Idaho Admin. Code r. 16.03.10.524

Current through September 2, 2024
Section 16.03.10.524 - CHILDREN'S DD HCBS STATE PLAN OPTION: PLAN OF SERVICE PROCESS

In collaboration with the participant, the Department must ensure that the participant has one (1) plan of service. This plan of service is developed within the individualized participant budget referred to in Section 522 of these rules and must identify all services. The plan of service must identify services and supports if available outside of Medicaid-funded services that can help the participant meet desired goals. Paid plan development must be provided by the Department, or its contractor, in accordance with Section 316 of these rules.

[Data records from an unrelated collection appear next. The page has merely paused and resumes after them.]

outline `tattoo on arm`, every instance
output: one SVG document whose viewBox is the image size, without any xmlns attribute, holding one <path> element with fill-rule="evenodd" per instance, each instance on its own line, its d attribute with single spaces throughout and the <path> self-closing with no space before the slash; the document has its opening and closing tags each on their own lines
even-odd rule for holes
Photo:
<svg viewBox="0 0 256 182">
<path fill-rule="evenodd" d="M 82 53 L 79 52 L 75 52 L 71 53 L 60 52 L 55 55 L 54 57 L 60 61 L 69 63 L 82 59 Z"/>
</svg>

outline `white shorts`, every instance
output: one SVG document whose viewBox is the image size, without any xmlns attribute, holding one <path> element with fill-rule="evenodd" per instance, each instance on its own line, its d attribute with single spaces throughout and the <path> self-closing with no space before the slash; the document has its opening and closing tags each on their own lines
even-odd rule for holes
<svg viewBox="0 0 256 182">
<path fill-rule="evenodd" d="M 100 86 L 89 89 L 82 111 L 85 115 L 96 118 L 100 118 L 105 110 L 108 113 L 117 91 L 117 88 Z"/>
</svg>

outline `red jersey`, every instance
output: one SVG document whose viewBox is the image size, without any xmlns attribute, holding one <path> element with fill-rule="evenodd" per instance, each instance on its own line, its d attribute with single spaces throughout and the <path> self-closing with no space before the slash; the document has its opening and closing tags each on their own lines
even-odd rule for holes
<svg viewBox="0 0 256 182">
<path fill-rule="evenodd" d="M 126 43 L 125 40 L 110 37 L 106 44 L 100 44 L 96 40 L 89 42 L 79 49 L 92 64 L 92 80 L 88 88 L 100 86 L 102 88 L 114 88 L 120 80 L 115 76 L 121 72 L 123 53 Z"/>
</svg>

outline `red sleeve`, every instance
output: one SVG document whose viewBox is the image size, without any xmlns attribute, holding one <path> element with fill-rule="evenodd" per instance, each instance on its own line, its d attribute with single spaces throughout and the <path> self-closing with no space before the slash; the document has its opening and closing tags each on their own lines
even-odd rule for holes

01.History and Physical. Prior to the development of the plan of service, the plan developer must obtain a current history and physical completed by a practitioner of the healing arts. This is required at least annually or more frequently as determined by the practitioner. For participants in Healthy Connections, the Healthy Connections physician may conduct the history and physical and refer the participant for other evaluations.
02.Plan of Service Development. The plan of service must be developed with the child participant, the participant's decision-making authority, and facilitated by the Department, or its designee. If the participant is unable to attend the family-centered planning meeting, the plan of service must contain documentation to justify the participant's absence. With the decision-making authority's consent, the family-centered planning team may include other family members or participants who are significant to the participant.
03.Requirements for Collaboration. Providers of children's DD HCBS must coordinate with the family-centered planning team as specified on the plan of service.
04.Plan Monitoring. The family-centered planning team must identify the frequency of monitoring, which must be at least every six (6) months and document the plan monitor's name along with the monitoring frequency on the plan. The plan developer is considered the plan monitor and must meet face-to-face with the participant and the participant's decision-making authority at least annually. Plan monitoring includes reviewing the plan of service with the participant and the participant's decision-making authority to identify the current status of services, any barriers to services, and any necessary changes to the plan of service.
05.Provider Status Reviews. The service providers identified in Section 526 of these rules must report the participant's progress toward goals to the plan monitor. The provider must complete a six (6) month and annual provider status review. The six (6) month status review must be submitted thirty (30) days prior to the six (6) month date listed on the plan of service. The annual provider status review must be submitted to the plan monitor forty-five (45) calendar days prior to the expiration of the existing plan of service.
06.Addendum to the Plan of Service. A plan of service may be adjusted during the year with an addendum to the plan and these adjustments must be based on changes in a participant's need and requested by the parent or legal guardian. Adjustment of the plan of service requires the decision-making authority's signature and prior authorization by the Department. The Department will distribute the addendum to the providers involved in the addendum's implementation. Upon receipt by the provider, the addendum must be reviewed, signed, and returned to the Department, with a copy maintained in the participant's record.
07.Annual Reauthorization of Services. A participant's plan of service must be reauthorized annually. The Department must review and authorize the new plan of service prior to the expiration of the current plan.
08.Annual Eligibility Determination Results. An annual determination must be completed in accordance with Section 522 of these rules.
09.Adjustments to the Annual Budget and Services. The annual budget may be adjusted when there are documented changes that may support placement in a different budget category as identified in Section 522 of these rules. Services may be adjusted at any time during the plan year.
10.Reapplication After a Lapse in Service. For participants who are re-applying for service, the assessor must evaluate whether assessments are current and accurately describe the status of the participant.